Die Technologie wird dazu beitragen, dass auch jene Abläufe gefestigt werden, die das Recht auf Reparatur unterstützen. Dazu gehören das Sammeln, Speichern und Pflegen von Informationen über die Ersatzteile, die von einer Reihe von Herstellern in einer Vielzahl von Geräten verwendet werden. Dazu gehört aber auch, dass diese Informationen mit dem physischen Bestand innerhalb der erweiterten Wertschöpfungskette verknüpft werden und zudem sichergestellt wird, dass Marktplätze und Händler ihre rechtlichen Verpflichtungen einhalten. Deshalb sollten Unternehmen nach Systemen suchen, die sich einfach und schnell in die von Zulieferern und Partnern integrieren lassen, damit der Datenaustausch klappt und ein aktuelles und genaues Bild auch bei sich verändernden Situationen möglich ist.
Gibt es Potenziale, die Händler aus der Umsetzung des Rechts auf Reparatur ziehen können?
Für Händler ist dies eine großartige Gelegenheit, die Wahrnehmung der Kunden zu verändern: Indem sie nicht nur als eine Plattform zum Kauf von Produkten wahrgenommen werden, sondern als 360°-Plattform mit einem Rundum-Servicepaket. Wo Menschen sich wohlfühlen, kaufen sie auch mehr. Darüber hinaus sollte der Service nicht nur als Kostenfaktor gesehen werden, sondern kann zu einem margenstarken Geschäftsbereich ausgebaut werden.
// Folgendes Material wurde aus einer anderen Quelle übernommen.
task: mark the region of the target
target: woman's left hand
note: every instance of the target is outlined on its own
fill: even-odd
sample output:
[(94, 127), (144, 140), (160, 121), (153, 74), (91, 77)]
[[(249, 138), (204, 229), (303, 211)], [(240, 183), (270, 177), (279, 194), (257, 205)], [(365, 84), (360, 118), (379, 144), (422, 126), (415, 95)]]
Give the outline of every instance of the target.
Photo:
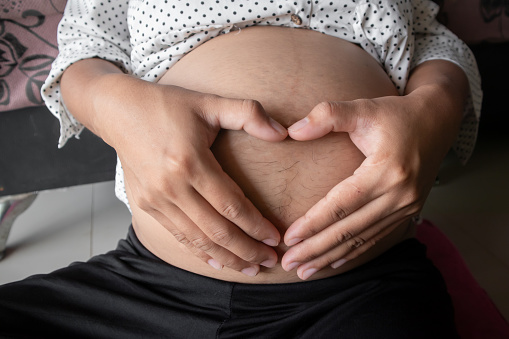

Vielen Dank für das Interview!
Über Wolfgang Kobek
Wolfgang Kobek ist seit 2022 federführend für die Cloud-first-Strategie von Infor in Europa, dem Nahen Osten, Afrika und dem asiatisch-pazifischen Raum inklusive Japans verantwortlich – mit dem Ziel, das geschäftliche Wachstum der Kunden und Partner von Infor in allen Geschäftsbereichen zu unterstützen und zu beschleunigen.
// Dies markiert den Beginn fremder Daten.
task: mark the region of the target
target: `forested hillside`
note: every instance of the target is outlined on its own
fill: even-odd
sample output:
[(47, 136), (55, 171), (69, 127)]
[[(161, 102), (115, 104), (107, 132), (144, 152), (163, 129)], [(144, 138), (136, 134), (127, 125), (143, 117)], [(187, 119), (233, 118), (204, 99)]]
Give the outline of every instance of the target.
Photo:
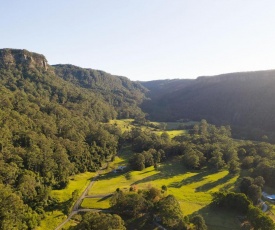
[(116, 155), (119, 132), (102, 122), (140, 114), (144, 90), (100, 71), (52, 67), (26, 50), (0, 50), (0, 228), (33, 229), (52, 188)]
[(158, 121), (206, 119), (231, 125), (233, 135), (274, 141), (275, 71), (257, 71), (142, 83), (151, 100), (142, 108)]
Kobek ist nicht zum ersten Mal in leitender Funktion für Infor tätig: Zwischen 2002 und 2010 war er bereits als Vice President für das Geschäft in Zentraleuropa verantwortlich. 2010 wechselte er zu Qlik, wo er bis 2021 als Senior Vice President EMEA die Transformation von On-Premise- hin zu Cloud-Produkten führte und ein globales Channel-Partner-Ökosystem pflegte. Zuletzt übernahm er die Position des General Manager EMEA bei c3.a1, einem der wichtigsten strategischen Produktpartner von Infor.